Deutsche Bank (DB) analyst Stephen Richardson downgraded his rating on shares of Newfield Exploration Co. (NYSE:NFX) to "Hold" from "Buy" and reduced price target to $45 from $56.
"Fiscal 2011 results and the fiscal 2012 outlook from NFX highlighted what we expected to be a tough print as reduced activity stemmed operating momentum," Richardson wrote in a note.
While clearly a transition year, the analyst has viewed the 2012 outlook as palatable as an inventory of uncompleted wells and retrenchment into core regions would mitigate risks to the outlook.

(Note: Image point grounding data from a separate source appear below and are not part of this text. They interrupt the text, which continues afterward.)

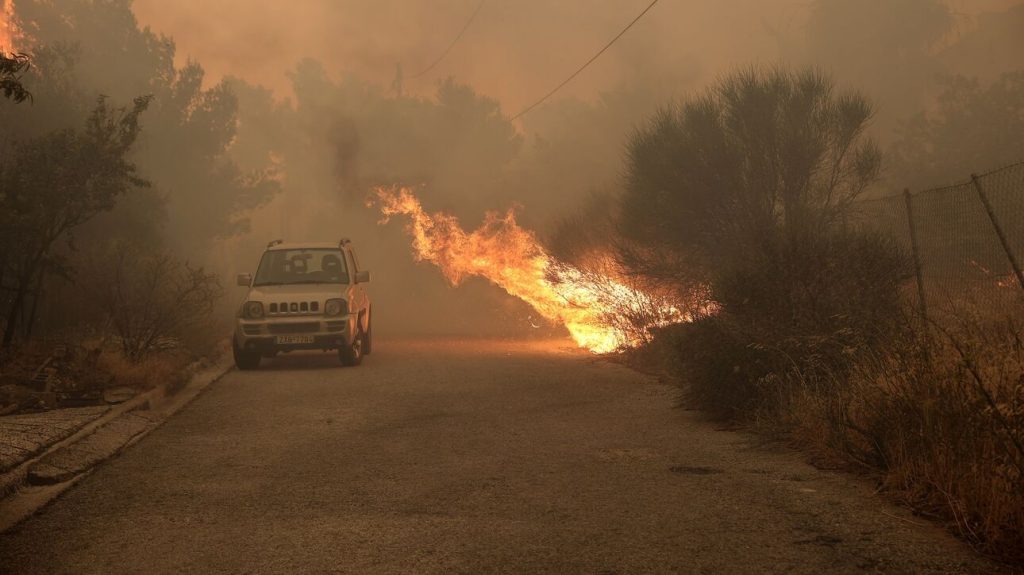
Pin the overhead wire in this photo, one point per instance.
(452, 45)
(587, 63)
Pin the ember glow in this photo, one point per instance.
(599, 312)
(7, 28)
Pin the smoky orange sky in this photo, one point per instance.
(514, 50)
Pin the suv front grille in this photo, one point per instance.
(305, 327)
(294, 307)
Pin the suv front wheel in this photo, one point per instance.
(351, 355)
(245, 359)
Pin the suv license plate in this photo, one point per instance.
(287, 340)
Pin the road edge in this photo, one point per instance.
(19, 500)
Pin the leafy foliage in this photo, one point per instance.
(51, 185)
(765, 158)
(11, 67)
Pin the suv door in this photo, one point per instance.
(359, 301)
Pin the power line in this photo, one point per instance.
(454, 42)
(584, 67)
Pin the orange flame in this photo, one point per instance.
(8, 29)
(590, 306)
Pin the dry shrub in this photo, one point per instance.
(941, 416)
(152, 300)
(808, 310)
(167, 368)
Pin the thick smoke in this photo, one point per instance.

Richardson said he downgrade the rating on NFX shares as flat production is now expected for 2012, focus is shifting to a new play and the liquids growth in 2013 is still a key question.

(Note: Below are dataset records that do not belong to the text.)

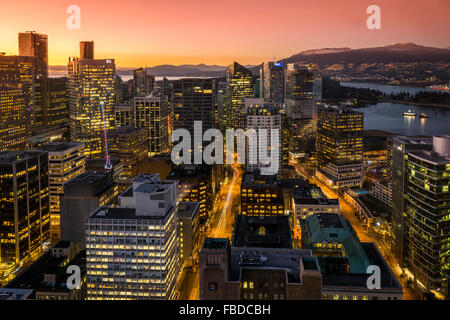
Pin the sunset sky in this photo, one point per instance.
(152, 32)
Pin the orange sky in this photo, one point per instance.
(152, 32)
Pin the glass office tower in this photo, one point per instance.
(427, 215)
(240, 86)
(36, 45)
(91, 81)
(16, 101)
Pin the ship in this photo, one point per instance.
(409, 114)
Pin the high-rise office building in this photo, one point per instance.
(58, 102)
(272, 82)
(130, 146)
(82, 195)
(194, 100)
(124, 115)
(340, 147)
(267, 118)
(427, 215)
(143, 83)
(16, 102)
(35, 45)
(91, 82)
(301, 110)
(400, 146)
(152, 113)
(137, 257)
(240, 86)
(195, 184)
(24, 206)
(66, 160)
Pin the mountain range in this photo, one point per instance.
(396, 53)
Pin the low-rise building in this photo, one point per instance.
(382, 191)
(261, 195)
(310, 199)
(132, 250)
(82, 195)
(47, 277)
(344, 261)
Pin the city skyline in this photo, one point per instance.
(294, 26)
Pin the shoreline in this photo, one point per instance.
(419, 104)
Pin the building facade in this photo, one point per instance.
(82, 195)
(91, 82)
(340, 147)
(16, 103)
(239, 87)
(130, 146)
(152, 113)
(65, 161)
(36, 45)
(132, 250)
(427, 198)
(25, 228)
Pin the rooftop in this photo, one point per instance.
(262, 232)
(215, 243)
(333, 279)
(61, 146)
(268, 258)
(188, 209)
(312, 195)
(33, 277)
(9, 157)
(255, 180)
(331, 228)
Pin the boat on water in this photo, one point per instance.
(409, 114)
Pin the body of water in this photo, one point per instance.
(389, 117)
(385, 88)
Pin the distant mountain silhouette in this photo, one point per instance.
(400, 52)
(395, 53)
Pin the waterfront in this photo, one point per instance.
(385, 88)
(388, 116)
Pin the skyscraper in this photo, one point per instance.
(82, 195)
(139, 257)
(130, 146)
(272, 82)
(36, 45)
(152, 113)
(91, 81)
(401, 146)
(427, 215)
(194, 100)
(240, 86)
(143, 83)
(124, 115)
(301, 109)
(264, 117)
(58, 102)
(16, 101)
(87, 50)
(66, 161)
(24, 206)
(340, 147)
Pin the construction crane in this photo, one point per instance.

While DB cannot fault any single investment decision, the whole leads to a lower production ramp, less Uinta focus, and less clarity surrounding direction of 2013 than the firm had hoped.
Richardson said he is loath to reactively change ratings, but the outlook makes clear 2012 as a transition year with more operational risk than he envisioned.
The analyst has viewed the stock in a narrow near-term downside/upside range (mid-30s / mid-40s) with upside to the mid-$50s (NAV of $56) based on visibility of an activity ramp in the Uinta in 2013+. His risked NAV moves to $45/share, he sees downside support in the $36/share range.
NFX is trading down 12.66 percent at $36.90. The stock has been trading between $34.42 and $77.93 for the past 52 weeks.